Design Eval Loop

Use when an existing UI artifact needs to be iterated to a verified 5/5 design score. Enumerate every view, run independent dead-item and design-rubric audits, apply fixes, then re-score with fresh reviewers until every view and the whole app pass. Designed for Enterprise Crew/OpenClaw operators finishing prototypes without false 5/5 claims.

HiM@h-mascot

Install

openclaw skills install @h-mascot/design-eval-loop

Design Eval Loop

Drive an existing UI artifact to a verified 5/5 on a current design rubric. The engine is a per-view loop: enumerate → audit + score (parallel sub-agents) → fix → re-score, repeated until every view passes, then once more for the whole app.
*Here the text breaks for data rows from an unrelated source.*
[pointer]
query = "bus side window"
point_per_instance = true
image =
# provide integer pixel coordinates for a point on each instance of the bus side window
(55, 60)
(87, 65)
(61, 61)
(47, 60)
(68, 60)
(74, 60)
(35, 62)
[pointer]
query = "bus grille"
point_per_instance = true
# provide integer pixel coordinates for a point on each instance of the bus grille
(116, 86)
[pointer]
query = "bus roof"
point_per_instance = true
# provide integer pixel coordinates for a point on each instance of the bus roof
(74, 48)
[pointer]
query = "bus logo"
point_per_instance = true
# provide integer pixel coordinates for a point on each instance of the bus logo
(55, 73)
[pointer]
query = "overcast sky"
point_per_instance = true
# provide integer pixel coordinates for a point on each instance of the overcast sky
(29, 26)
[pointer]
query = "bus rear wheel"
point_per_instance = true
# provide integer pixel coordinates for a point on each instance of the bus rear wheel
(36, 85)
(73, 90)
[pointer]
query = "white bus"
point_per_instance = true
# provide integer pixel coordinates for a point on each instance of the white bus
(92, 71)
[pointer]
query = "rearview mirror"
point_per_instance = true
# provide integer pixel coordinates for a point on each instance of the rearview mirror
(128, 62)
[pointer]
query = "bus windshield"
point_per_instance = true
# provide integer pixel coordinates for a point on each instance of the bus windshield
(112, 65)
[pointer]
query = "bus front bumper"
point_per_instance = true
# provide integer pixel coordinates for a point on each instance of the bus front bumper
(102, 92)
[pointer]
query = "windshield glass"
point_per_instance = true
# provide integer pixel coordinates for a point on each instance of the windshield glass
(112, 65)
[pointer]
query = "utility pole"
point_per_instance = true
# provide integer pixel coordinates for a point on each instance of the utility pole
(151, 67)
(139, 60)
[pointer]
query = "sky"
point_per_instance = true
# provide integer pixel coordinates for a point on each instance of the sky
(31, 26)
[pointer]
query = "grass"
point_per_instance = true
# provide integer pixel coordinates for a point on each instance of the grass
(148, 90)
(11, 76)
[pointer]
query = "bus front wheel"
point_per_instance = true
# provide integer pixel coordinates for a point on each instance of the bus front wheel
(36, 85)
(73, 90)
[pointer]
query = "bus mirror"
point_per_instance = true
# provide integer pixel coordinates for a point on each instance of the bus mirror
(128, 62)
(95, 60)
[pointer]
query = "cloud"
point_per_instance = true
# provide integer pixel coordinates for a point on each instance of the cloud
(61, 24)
It is a finishing pass — the artifact must already exist.

This skill exists to stop two failure modes: shipping dead controls (links and buttons that go nowhere) and claiming a false 5/5 without evidence.

EC public-safety note

This skill is safe to publish as a generic workflow. Do not include private product names, customer data, internal screenshots, private URLs, or local filesystem paths in public scorecards. For public release, run the publish-skill sanitizer before sending the bundle to GitHub, SuperAda, or ClawHub.

When to use

"Score this and keep improving until it's 5/5 on the design eval."
"Make sure every page is linked — no dead items."
"Run sub-agents over every view and rate them till they pass."
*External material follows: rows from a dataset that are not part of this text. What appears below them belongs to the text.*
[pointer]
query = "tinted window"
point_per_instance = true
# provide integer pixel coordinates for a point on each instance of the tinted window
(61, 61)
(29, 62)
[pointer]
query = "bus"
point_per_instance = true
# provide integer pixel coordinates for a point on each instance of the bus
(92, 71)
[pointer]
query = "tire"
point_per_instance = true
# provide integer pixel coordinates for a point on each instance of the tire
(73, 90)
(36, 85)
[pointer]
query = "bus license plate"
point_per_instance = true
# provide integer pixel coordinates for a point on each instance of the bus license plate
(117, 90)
Not for: building the artifact from scratch (build it first), or a one-line visual tweak (just make the edit).

Inputs to lock before looping

Target file(s) — which artifact(s). If multiple builds exist, confirm whether the loop runs on one or all of them; they are separate files and each needs its own pass.
View inventory — the full list of distinct views/screens/panels/overlays. Derive it from the file, don't guess. State the count aloud (e.g. "20 views").
Rubric — default to references/rubric.md. Honor any dimension the user names explicitly (e.g. "2026 best practices", "WCAG AA").
Pass bar — default 5.0/5 per view, then 5.0/5 whole-app. The user may relax it (e.g. "≥4.5 is fine").

The loop

Plan it with TodoWrite first — one todo per phase, plus the iteration cap.

Phase 1 — Enumerate

List every view and every interactive element. A view is any distinct surface: home, drawer, sheet, overlay, settings list, and each detail panel. Detail panels are views too — don't fold them into one line.
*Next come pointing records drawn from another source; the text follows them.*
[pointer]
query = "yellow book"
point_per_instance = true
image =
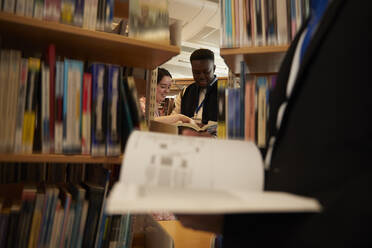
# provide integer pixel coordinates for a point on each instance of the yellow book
(28, 130)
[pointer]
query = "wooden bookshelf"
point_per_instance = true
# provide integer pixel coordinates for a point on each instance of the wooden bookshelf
(58, 158)
(258, 59)
(121, 9)
(30, 34)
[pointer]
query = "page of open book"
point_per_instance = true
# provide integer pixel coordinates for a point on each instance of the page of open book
(162, 172)
(156, 159)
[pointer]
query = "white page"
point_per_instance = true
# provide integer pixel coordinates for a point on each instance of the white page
(196, 175)
(158, 159)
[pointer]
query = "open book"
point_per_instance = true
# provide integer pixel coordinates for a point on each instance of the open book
(181, 174)
(176, 128)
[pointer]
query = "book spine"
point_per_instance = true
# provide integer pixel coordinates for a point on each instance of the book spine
(5, 104)
(48, 9)
(98, 95)
(93, 15)
(45, 108)
(86, 114)
(58, 125)
(86, 13)
(30, 110)
(21, 7)
(282, 22)
(14, 70)
(4, 63)
(29, 9)
(109, 15)
(67, 11)
(261, 115)
(72, 106)
(221, 117)
(52, 90)
(113, 129)
(79, 12)
(38, 9)
(9, 6)
(57, 10)
(21, 105)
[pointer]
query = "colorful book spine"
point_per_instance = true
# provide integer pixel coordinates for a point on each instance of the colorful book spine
(221, 117)
(86, 114)
(58, 124)
(21, 105)
(262, 95)
(86, 13)
(21, 7)
(29, 8)
(113, 128)
(45, 108)
(12, 93)
(52, 78)
(30, 109)
(67, 11)
(99, 89)
(9, 6)
(109, 15)
(79, 13)
(48, 9)
(38, 9)
(73, 80)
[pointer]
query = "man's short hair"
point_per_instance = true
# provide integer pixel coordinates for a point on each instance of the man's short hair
(162, 72)
(202, 54)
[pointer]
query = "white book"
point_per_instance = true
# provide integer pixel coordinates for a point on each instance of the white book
(282, 22)
(45, 147)
(9, 6)
(21, 7)
(73, 80)
(12, 96)
(21, 104)
(29, 8)
(180, 174)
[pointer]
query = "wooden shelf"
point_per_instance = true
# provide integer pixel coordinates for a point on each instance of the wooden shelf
(79, 43)
(258, 59)
(57, 158)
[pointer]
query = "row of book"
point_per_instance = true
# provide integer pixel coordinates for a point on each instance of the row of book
(89, 14)
(61, 215)
(243, 111)
(54, 105)
(248, 23)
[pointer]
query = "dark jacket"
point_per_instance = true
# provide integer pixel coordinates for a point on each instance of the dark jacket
(323, 146)
(190, 100)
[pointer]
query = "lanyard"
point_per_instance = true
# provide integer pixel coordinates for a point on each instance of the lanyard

Phase 2 — Audit + score in parallel

For each round, spawn two sub-agents at once (one message, two Agent tool calls) so they don't collide on the file:

Agent A — Dead-item audit. Crawl every clickable element; report any that navigate nowhere, have no handler, or give no feedback. Output: a list of dead items with selector + expected destination.
Agent B — Design eval. Score every view against references/rubric.md, 0–5 per dimension, with a one-line reason per sub-score and the specific blocker keeping each view under the bar.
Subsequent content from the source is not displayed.